Here I built a wood-fired kiln, became part of that tradition
and exhibited my work at the top venues throughout Japan for the
next eleven years. In the spring l993, I returned to the United
States to continue my work at my studio in Boulder, Colorado.
I started casting some of my ceramic vessels in
bronze about four years ago. This was a new development, but one
that evolved naturally from years of being influenced by Asian
art and aesthetics. My vessels are a reflection of my years living
in Japan, the inspiration and influences I experienced from the
Eastern cultures all those years, and my teachers in this country,
including Betty Woodman at the University of Colorado.
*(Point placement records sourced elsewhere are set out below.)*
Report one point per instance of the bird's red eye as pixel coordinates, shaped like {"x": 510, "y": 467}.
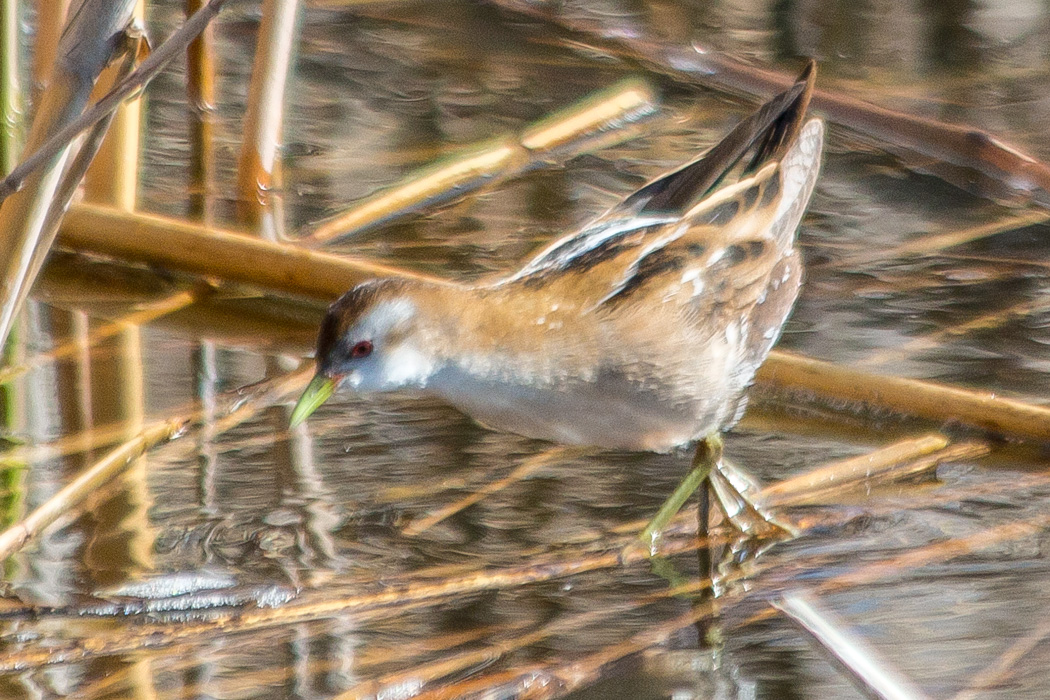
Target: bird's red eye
{"x": 361, "y": 349}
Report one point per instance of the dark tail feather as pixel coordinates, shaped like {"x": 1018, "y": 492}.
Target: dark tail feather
{"x": 769, "y": 131}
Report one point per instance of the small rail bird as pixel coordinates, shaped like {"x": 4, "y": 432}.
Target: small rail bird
{"x": 639, "y": 332}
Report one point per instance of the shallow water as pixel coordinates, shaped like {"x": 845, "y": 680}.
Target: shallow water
{"x": 255, "y": 518}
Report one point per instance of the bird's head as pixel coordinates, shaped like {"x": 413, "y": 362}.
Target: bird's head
{"x": 369, "y": 341}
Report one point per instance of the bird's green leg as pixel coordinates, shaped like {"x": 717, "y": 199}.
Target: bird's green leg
{"x": 705, "y": 461}
{"x": 734, "y": 491}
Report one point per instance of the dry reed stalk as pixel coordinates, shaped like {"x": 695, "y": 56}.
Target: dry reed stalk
{"x": 891, "y": 463}
{"x": 560, "y": 135}
{"x": 937, "y": 552}
{"x": 84, "y": 441}
{"x": 154, "y": 311}
{"x": 983, "y": 410}
{"x": 201, "y": 93}
{"x": 862, "y": 664}
{"x": 931, "y": 340}
{"x": 521, "y": 472}
{"x": 243, "y": 408}
{"x": 86, "y": 484}
{"x": 11, "y": 89}
{"x": 179, "y": 245}
{"x": 398, "y": 597}
{"x": 58, "y": 142}
{"x": 28, "y": 217}
{"x": 420, "y": 676}
{"x": 258, "y": 170}
{"x": 50, "y": 21}
{"x": 113, "y": 176}
{"x": 1007, "y": 171}
{"x": 935, "y": 244}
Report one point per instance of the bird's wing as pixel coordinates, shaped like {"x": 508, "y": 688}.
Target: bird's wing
{"x": 626, "y": 240}
{"x": 730, "y": 251}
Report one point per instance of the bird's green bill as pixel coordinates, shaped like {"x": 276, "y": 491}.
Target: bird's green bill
{"x": 318, "y": 391}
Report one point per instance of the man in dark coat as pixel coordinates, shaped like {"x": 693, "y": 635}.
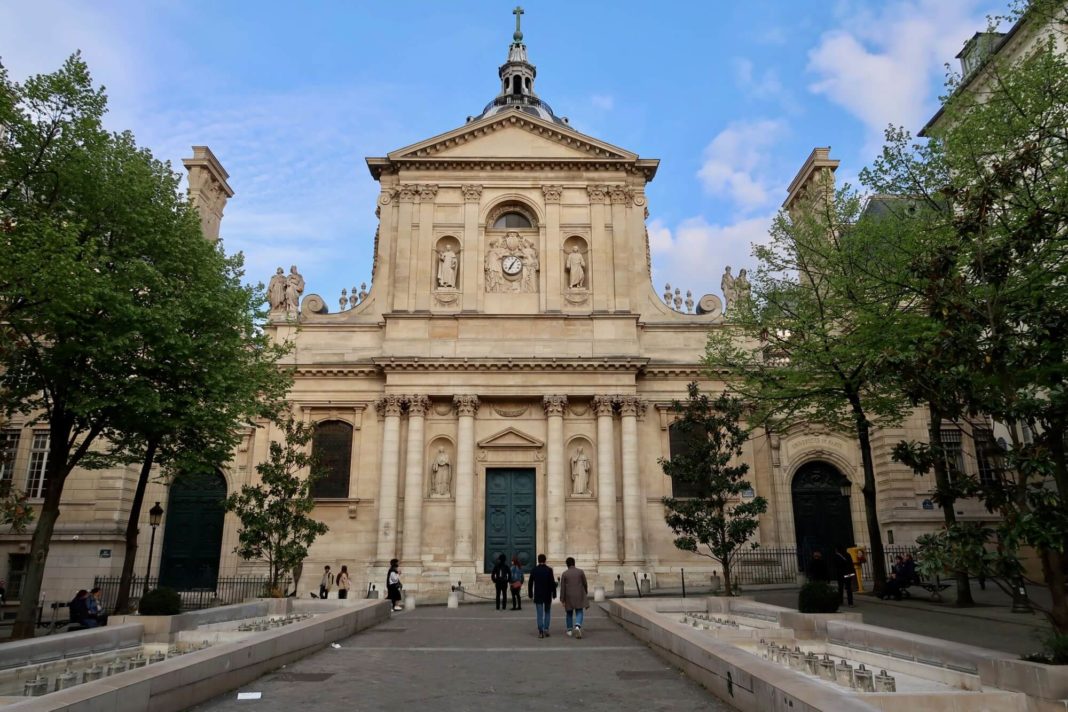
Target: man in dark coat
{"x": 501, "y": 576}
{"x": 542, "y": 587}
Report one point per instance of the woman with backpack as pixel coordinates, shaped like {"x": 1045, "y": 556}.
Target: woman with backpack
{"x": 393, "y": 585}
{"x": 517, "y": 584}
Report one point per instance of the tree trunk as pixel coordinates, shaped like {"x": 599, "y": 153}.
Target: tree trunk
{"x": 123, "y": 602}
{"x": 875, "y": 534}
{"x": 56, "y": 471}
{"x": 946, "y": 501}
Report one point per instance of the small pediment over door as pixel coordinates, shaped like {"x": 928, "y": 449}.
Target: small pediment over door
{"x": 511, "y": 439}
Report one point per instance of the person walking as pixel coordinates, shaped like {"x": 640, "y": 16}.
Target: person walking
{"x": 574, "y": 591}
{"x": 845, "y": 573}
{"x": 501, "y": 578}
{"x": 517, "y": 584}
{"x": 393, "y": 584}
{"x": 344, "y": 583}
{"x": 542, "y": 587}
{"x": 326, "y": 583}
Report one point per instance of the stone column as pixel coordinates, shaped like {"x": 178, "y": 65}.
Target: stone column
{"x": 552, "y": 259}
{"x": 623, "y": 258}
{"x": 471, "y": 275}
{"x": 389, "y": 406}
{"x": 413, "y": 483}
{"x": 467, "y": 406}
{"x": 633, "y": 552}
{"x": 606, "y": 480}
{"x": 555, "y": 489}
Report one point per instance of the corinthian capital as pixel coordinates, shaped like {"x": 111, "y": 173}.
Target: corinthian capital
{"x": 389, "y": 405}
{"x": 552, "y": 193}
{"x": 466, "y": 405}
{"x": 472, "y": 193}
{"x": 418, "y": 406}
{"x": 631, "y": 406}
{"x": 603, "y": 406}
{"x": 554, "y": 405}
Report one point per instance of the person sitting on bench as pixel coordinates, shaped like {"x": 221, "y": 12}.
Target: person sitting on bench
{"x": 79, "y": 611}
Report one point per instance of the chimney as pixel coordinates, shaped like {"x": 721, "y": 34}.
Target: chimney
{"x": 208, "y": 190}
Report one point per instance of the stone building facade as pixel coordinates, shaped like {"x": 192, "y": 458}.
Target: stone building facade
{"x": 504, "y": 386}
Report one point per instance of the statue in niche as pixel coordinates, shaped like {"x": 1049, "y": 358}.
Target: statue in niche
{"x": 576, "y": 267}
{"x": 294, "y": 287}
{"x": 442, "y": 471}
{"x": 580, "y": 473}
{"x": 727, "y": 285}
{"x": 446, "y": 268}
{"x": 276, "y": 290}
{"x": 741, "y": 287}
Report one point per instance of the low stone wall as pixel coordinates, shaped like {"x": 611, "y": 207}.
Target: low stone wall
{"x": 740, "y": 679}
{"x": 51, "y": 648}
{"x": 181, "y": 682}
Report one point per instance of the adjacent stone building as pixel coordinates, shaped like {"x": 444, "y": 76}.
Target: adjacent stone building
{"x": 503, "y": 388}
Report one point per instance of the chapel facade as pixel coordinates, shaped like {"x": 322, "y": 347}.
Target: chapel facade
{"x": 504, "y": 386}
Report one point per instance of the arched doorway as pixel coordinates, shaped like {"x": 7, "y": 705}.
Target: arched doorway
{"x": 192, "y": 537}
{"x": 821, "y": 517}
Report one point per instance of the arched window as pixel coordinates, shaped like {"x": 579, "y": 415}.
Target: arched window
{"x": 513, "y": 220}
{"x": 332, "y": 445}
{"x": 684, "y": 443}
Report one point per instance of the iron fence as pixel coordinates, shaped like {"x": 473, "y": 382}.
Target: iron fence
{"x": 226, "y": 589}
{"x": 783, "y": 565}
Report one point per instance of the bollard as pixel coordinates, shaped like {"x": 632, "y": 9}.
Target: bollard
{"x": 864, "y": 679}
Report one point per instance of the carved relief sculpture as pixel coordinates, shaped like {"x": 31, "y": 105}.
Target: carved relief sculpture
{"x": 441, "y": 475}
{"x": 276, "y": 291}
{"x": 446, "y": 268}
{"x": 580, "y": 473}
{"x": 294, "y": 287}
{"x": 576, "y": 267}
{"x": 512, "y": 265}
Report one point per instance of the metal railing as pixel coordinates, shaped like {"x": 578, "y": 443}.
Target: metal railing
{"x": 782, "y": 565}
{"x": 226, "y": 589}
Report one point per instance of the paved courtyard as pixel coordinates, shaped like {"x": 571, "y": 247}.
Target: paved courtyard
{"x": 477, "y": 659}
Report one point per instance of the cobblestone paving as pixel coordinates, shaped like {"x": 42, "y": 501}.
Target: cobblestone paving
{"x": 477, "y": 659}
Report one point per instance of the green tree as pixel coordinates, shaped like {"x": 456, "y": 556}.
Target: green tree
{"x": 806, "y": 346}
{"x": 277, "y": 525}
{"x": 718, "y": 520}
{"x": 98, "y": 253}
{"x": 988, "y": 257}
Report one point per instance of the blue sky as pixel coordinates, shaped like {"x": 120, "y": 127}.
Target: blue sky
{"x": 731, "y": 96}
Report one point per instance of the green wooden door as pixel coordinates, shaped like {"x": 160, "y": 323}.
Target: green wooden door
{"x": 511, "y": 519}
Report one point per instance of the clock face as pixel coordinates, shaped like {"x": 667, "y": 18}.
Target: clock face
{"x": 512, "y": 265}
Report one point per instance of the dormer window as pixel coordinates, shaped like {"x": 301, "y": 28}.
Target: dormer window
{"x": 509, "y": 220}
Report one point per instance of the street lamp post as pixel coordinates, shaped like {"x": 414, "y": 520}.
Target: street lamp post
{"x": 155, "y": 517}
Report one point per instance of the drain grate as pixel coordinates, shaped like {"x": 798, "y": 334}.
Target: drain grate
{"x": 646, "y": 675}
{"x": 303, "y": 677}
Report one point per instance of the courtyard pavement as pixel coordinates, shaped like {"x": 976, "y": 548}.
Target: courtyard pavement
{"x": 475, "y": 658}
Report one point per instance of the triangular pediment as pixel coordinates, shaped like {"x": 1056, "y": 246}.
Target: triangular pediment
{"x": 511, "y": 438}
{"x": 509, "y": 136}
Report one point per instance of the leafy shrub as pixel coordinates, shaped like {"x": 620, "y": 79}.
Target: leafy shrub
{"x": 160, "y": 602}
{"x": 818, "y": 597}
{"x": 1054, "y": 650}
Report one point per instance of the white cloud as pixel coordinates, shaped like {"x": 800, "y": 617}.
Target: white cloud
{"x": 880, "y": 65}
{"x": 735, "y": 162}
{"x": 693, "y": 254}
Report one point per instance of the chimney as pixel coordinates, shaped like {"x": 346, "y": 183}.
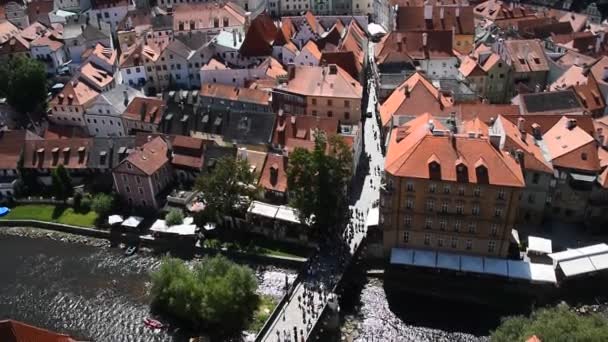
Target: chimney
{"x": 291, "y": 71}
{"x": 274, "y": 174}
{"x": 521, "y": 124}
{"x": 536, "y": 132}
{"x": 495, "y": 140}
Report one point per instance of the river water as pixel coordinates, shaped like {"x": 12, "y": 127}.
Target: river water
{"x": 91, "y": 293}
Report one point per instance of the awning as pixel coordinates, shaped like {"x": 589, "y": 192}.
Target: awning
{"x": 132, "y": 221}
{"x": 539, "y": 245}
{"x": 114, "y": 219}
{"x": 583, "y": 178}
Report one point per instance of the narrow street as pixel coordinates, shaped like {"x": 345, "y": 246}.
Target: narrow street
{"x": 300, "y": 314}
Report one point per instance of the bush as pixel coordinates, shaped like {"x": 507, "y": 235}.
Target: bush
{"x": 102, "y": 204}
{"x": 215, "y": 293}
{"x": 174, "y": 217}
{"x": 553, "y": 324}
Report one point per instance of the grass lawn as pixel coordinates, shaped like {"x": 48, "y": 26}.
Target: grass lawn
{"x": 262, "y": 313}
{"x": 52, "y": 213}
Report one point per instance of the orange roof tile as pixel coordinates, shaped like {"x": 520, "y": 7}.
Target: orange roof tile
{"x": 414, "y": 96}
{"x": 571, "y": 147}
{"x": 411, "y": 149}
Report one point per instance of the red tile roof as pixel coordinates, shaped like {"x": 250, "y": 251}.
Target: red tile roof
{"x": 571, "y": 147}
{"x": 13, "y": 331}
{"x": 413, "y": 97}
{"x": 150, "y": 157}
{"x": 148, "y": 108}
{"x": 412, "y": 148}
{"x": 274, "y": 173}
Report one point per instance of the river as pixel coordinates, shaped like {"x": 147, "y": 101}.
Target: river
{"x": 91, "y": 293}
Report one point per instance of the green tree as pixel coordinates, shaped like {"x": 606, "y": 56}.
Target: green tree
{"x": 318, "y": 181}
{"x": 62, "y": 183}
{"x": 174, "y": 217}
{"x": 102, "y": 204}
{"x": 225, "y": 188}
{"x": 215, "y": 293}
{"x": 553, "y": 324}
{"x": 23, "y": 83}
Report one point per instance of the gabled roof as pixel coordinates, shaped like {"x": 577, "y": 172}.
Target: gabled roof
{"x": 412, "y": 148}
{"x": 416, "y": 95}
{"x": 515, "y": 140}
{"x": 260, "y": 36}
{"x": 330, "y": 81}
{"x": 571, "y": 147}
{"x": 150, "y": 157}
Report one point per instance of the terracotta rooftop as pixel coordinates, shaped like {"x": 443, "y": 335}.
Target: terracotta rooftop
{"x": 97, "y": 76}
{"x": 223, "y": 91}
{"x": 516, "y": 140}
{"x": 414, "y": 151}
{"x": 146, "y": 109}
{"x": 570, "y": 146}
{"x": 329, "y": 81}
{"x": 13, "y": 331}
{"x": 526, "y": 55}
{"x": 274, "y": 174}
{"x": 150, "y": 157}
{"x": 416, "y": 95}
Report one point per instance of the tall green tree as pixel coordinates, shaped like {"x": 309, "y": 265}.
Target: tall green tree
{"x": 318, "y": 181}
{"x": 23, "y": 82}
{"x": 553, "y": 324}
{"x": 62, "y": 183}
{"x": 227, "y": 186}
{"x": 215, "y": 293}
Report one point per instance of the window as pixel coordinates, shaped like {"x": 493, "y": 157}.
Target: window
{"x": 430, "y": 204}
{"x": 472, "y": 227}
{"x": 409, "y": 203}
{"x": 407, "y": 220}
{"x": 493, "y": 229}
{"x": 498, "y": 212}
{"x": 459, "y": 208}
{"x": 428, "y": 223}
{"x": 475, "y": 209}
{"x": 457, "y": 225}
{"x": 491, "y": 246}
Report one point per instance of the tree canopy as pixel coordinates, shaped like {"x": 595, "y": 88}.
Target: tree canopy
{"x": 227, "y": 185}
{"x": 174, "y": 217}
{"x": 23, "y": 83}
{"x": 215, "y": 293}
{"x": 553, "y": 324}
{"x": 62, "y": 183}
{"x": 318, "y": 181}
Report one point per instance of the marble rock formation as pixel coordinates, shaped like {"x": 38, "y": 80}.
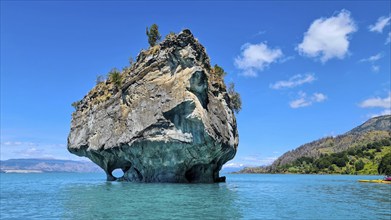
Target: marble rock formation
{"x": 169, "y": 118}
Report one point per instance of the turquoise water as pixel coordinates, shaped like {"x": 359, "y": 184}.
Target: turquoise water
{"x": 89, "y": 196}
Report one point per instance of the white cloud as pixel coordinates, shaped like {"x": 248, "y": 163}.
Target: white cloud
{"x": 318, "y": 97}
{"x": 328, "y": 37}
{"x": 256, "y": 57}
{"x": 18, "y": 143}
{"x": 372, "y": 58}
{"x": 388, "y": 40}
{"x": 375, "y": 68}
{"x": 380, "y": 24}
{"x": 384, "y": 112}
{"x": 304, "y": 100}
{"x": 377, "y": 102}
{"x": 294, "y": 81}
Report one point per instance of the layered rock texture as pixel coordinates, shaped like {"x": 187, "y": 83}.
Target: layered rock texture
{"x": 169, "y": 119}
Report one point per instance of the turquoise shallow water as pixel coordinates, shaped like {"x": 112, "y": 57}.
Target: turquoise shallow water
{"x": 89, "y": 196}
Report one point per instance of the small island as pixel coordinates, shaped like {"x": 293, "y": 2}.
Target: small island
{"x": 168, "y": 117}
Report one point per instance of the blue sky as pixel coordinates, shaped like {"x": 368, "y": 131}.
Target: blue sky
{"x": 305, "y": 70}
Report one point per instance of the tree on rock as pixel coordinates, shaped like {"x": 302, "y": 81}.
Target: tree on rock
{"x": 385, "y": 165}
{"x": 153, "y": 35}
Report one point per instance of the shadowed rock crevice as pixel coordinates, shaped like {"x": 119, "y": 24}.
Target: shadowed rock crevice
{"x": 166, "y": 123}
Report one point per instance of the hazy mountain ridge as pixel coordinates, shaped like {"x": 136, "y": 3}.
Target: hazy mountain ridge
{"x": 373, "y": 131}
{"x": 48, "y": 165}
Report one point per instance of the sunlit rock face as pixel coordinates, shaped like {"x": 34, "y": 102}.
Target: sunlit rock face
{"x": 169, "y": 121}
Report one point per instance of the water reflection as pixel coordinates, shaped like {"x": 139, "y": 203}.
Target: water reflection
{"x": 151, "y": 201}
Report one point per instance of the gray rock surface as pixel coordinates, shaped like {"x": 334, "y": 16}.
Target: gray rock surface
{"x": 170, "y": 121}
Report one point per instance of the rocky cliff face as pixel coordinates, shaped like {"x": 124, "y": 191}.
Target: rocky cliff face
{"x": 170, "y": 120}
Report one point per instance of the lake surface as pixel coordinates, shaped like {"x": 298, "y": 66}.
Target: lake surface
{"x": 89, "y": 196}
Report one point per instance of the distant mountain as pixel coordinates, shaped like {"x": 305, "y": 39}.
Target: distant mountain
{"x": 47, "y": 165}
{"x": 381, "y": 123}
{"x": 370, "y": 137}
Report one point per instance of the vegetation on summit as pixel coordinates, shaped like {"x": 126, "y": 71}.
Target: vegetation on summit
{"x": 153, "y": 35}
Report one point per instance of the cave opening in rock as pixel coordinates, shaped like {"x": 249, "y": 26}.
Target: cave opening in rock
{"x": 118, "y": 173}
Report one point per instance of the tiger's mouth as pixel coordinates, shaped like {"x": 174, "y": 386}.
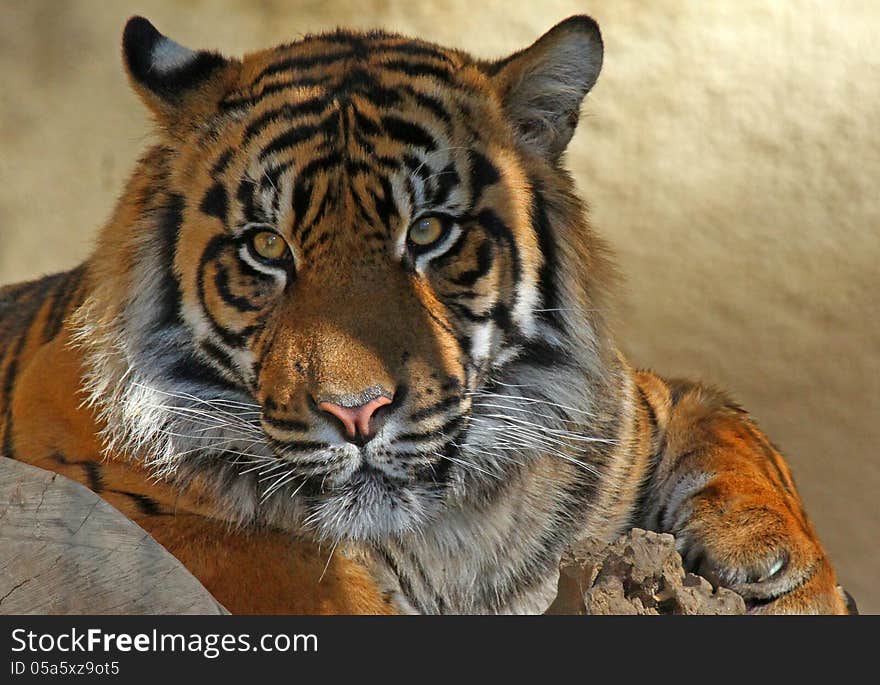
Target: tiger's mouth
{"x": 366, "y": 492}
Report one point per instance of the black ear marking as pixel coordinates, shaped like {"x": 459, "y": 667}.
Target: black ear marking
{"x": 161, "y": 66}
{"x": 542, "y": 87}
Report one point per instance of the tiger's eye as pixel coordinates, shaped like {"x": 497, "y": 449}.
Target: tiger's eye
{"x": 426, "y": 231}
{"x": 269, "y": 245}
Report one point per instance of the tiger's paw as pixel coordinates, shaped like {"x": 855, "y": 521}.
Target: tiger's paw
{"x": 763, "y": 553}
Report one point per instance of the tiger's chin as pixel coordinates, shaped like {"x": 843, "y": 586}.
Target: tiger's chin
{"x": 370, "y": 506}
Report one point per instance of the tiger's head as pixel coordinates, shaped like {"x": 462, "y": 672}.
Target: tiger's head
{"x": 351, "y": 285}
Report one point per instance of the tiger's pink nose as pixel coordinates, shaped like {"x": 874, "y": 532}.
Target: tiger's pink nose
{"x": 357, "y": 420}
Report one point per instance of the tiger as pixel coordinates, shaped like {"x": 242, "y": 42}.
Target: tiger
{"x": 345, "y": 345}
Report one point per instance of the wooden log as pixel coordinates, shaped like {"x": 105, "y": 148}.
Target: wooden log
{"x": 64, "y": 550}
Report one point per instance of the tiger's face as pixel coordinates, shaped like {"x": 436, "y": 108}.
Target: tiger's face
{"x": 360, "y": 246}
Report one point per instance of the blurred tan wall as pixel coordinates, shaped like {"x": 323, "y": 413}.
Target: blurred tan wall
{"x": 730, "y": 153}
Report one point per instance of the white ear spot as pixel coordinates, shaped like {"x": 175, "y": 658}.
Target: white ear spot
{"x": 169, "y": 55}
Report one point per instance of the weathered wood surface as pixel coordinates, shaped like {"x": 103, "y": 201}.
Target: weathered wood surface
{"x": 64, "y": 550}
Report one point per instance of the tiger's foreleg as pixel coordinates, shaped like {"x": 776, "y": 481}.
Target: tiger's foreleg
{"x": 727, "y": 495}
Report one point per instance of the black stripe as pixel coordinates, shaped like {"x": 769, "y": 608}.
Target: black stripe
{"x": 168, "y": 289}
{"x": 286, "y": 112}
{"x": 286, "y": 424}
{"x": 222, "y": 162}
{"x": 485, "y": 259}
{"x": 547, "y": 244}
{"x": 145, "y": 504}
{"x": 419, "y": 69}
{"x": 294, "y": 136}
{"x": 482, "y": 175}
{"x": 301, "y": 64}
{"x": 214, "y": 203}
{"x": 407, "y": 132}
{"x": 64, "y": 293}
{"x": 435, "y": 409}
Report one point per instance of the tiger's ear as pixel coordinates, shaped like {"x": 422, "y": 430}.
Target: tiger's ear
{"x": 542, "y": 87}
{"x": 173, "y": 81}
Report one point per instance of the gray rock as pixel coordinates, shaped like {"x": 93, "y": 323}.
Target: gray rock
{"x": 640, "y": 573}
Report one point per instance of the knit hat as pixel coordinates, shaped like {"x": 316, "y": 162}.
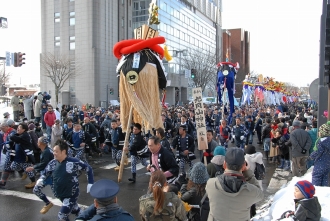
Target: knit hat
{"x": 10, "y": 122}
{"x": 235, "y": 156}
{"x": 306, "y": 188}
{"x": 198, "y": 174}
{"x": 296, "y": 123}
{"x": 219, "y": 150}
{"x": 250, "y": 149}
{"x": 31, "y": 126}
{"x": 325, "y": 130}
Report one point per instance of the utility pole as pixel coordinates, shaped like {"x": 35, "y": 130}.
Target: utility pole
{"x": 324, "y": 67}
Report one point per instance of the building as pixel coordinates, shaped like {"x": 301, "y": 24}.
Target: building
{"x": 236, "y": 47}
{"x": 186, "y": 25}
{"x": 85, "y": 31}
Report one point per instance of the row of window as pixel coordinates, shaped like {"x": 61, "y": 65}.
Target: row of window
{"x": 72, "y": 45}
{"x": 72, "y": 20}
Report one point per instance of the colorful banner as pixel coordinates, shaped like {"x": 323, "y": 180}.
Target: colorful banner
{"x": 200, "y": 118}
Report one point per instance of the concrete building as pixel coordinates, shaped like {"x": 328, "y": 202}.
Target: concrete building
{"x": 237, "y": 41}
{"x": 186, "y": 25}
{"x": 85, "y": 31}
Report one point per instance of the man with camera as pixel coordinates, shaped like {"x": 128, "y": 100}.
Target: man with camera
{"x": 301, "y": 143}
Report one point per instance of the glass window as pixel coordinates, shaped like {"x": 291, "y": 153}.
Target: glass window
{"x": 72, "y": 45}
{"x": 72, "y": 21}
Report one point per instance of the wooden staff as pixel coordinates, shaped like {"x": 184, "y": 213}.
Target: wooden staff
{"x": 123, "y": 156}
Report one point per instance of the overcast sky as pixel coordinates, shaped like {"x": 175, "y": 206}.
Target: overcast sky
{"x": 284, "y": 36}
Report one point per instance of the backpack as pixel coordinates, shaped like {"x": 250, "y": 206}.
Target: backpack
{"x": 204, "y": 207}
{"x": 259, "y": 171}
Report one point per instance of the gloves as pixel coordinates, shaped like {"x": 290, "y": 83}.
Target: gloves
{"x": 40, "y": 182}
{"x": 89, "y": 187}
{"x": 206, "y": 154}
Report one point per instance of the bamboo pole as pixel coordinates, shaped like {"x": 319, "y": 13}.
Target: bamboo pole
{"x": 123, "y": 156}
My vessels
are intended to open a door to the past and reflect the sacred
use bronzes had in ancient China, where bronze vessels were used
as a means to contact ancestors for guidance and to channel prayers
to the divine. While I lived in Japan, I exhibited and sold my
work at one man shows throughout Japan, including the most exclusive
venues in Tokyo, Yokohama, Nagoya, Kyoto, and Osaka.